Glyn Iliffe

I’d like to say my early years were spent in libraries and book shops, hungry for novels to feed the fires of my youthful imagination.  Instead I spent most of it playing with Action Men in the back garden, knocking a cricket ball around the green in front of my house or exploring the local countryside with my cousins.  I’d always enjoyed writing, though, and dreamed of being an author since primary school.  The dream became an ambition after I read The Lord of the Rings at the age of 12.  I tried my hand at a couple of novels in my teens and early twenties but, after getting nowhere, decided I lacked the experience necessary to write something of worth.  So, with £2,000 and a ticket to Bombay, I set off to explore the world.  India was a shock, but after a couple of weeks of homesickness I began to appreciate the fact I was on an adventure.  Six months and several countries later I returned to England a different man – experienced, confident and broke.

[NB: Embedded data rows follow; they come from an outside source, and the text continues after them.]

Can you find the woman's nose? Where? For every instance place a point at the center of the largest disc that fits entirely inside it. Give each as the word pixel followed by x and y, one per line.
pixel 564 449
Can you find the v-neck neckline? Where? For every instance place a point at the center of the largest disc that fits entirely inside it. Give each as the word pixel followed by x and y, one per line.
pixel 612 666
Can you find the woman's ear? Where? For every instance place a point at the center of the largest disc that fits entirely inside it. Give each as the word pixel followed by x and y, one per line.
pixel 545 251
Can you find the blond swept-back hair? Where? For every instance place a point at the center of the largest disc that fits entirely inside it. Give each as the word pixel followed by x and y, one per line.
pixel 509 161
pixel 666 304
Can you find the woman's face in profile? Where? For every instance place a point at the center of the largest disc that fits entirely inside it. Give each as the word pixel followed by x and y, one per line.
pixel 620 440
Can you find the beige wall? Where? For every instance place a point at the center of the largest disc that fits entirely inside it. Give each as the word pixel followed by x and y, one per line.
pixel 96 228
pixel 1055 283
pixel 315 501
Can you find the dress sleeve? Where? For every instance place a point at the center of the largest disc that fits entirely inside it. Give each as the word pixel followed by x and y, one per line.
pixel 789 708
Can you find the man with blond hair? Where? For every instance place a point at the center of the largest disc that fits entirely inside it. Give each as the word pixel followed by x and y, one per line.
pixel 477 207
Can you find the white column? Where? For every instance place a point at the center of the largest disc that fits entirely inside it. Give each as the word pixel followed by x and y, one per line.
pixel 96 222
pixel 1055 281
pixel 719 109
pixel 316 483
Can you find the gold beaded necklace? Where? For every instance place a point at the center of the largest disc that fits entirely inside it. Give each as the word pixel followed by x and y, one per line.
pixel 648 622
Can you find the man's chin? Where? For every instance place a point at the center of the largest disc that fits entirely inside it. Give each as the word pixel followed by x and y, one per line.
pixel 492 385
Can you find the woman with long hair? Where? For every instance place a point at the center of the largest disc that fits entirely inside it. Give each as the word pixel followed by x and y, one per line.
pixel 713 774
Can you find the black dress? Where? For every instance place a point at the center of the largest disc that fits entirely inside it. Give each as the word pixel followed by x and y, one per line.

The need for money drove me to a job packing tampons in a factory.  It was quite a low after the highs of trekking the Himalayas and hitch-hiking across North America.  But as luck would have it my neighbour on the production line had recently graduated and persuaded me to get a university education (not that he was a great advert, considering he, too, was packing tampons!)  I’d seen the light, though, and after studying A-level English at night school and adding this to my other lacklustre qualifications managed to secure a place on an English and Classics degree course at Reading University.  Three glorious years followed in which I was sucked into a world of Homer, Hesiod, Euripedes, Ovid, Virgil, Milton, Spencer and a host of others, as well as enjoying all the other benefits life at university can provide.  But when the end came I found myself once more broke – indebted, even – and in another unhappy job (this time working in a call centre).

It was then I decided to return to my youthful ambition to be an author.  The old adage is “write what you know”, so having spent three years studying Greek mythology I decided on a series of books telling the story of Odysseus.  That was 1999, when there weren’t any current novels about the ancient world.  After a long and bumpy journey I got my lucky break and King of Ithaca hit the bookshelves in 2008.  It’s been a busy time since then, balancing a job, a family with two young (and demanding) daughters, and my love-hate relationship with writing.  But I wouldn’t have it any other way.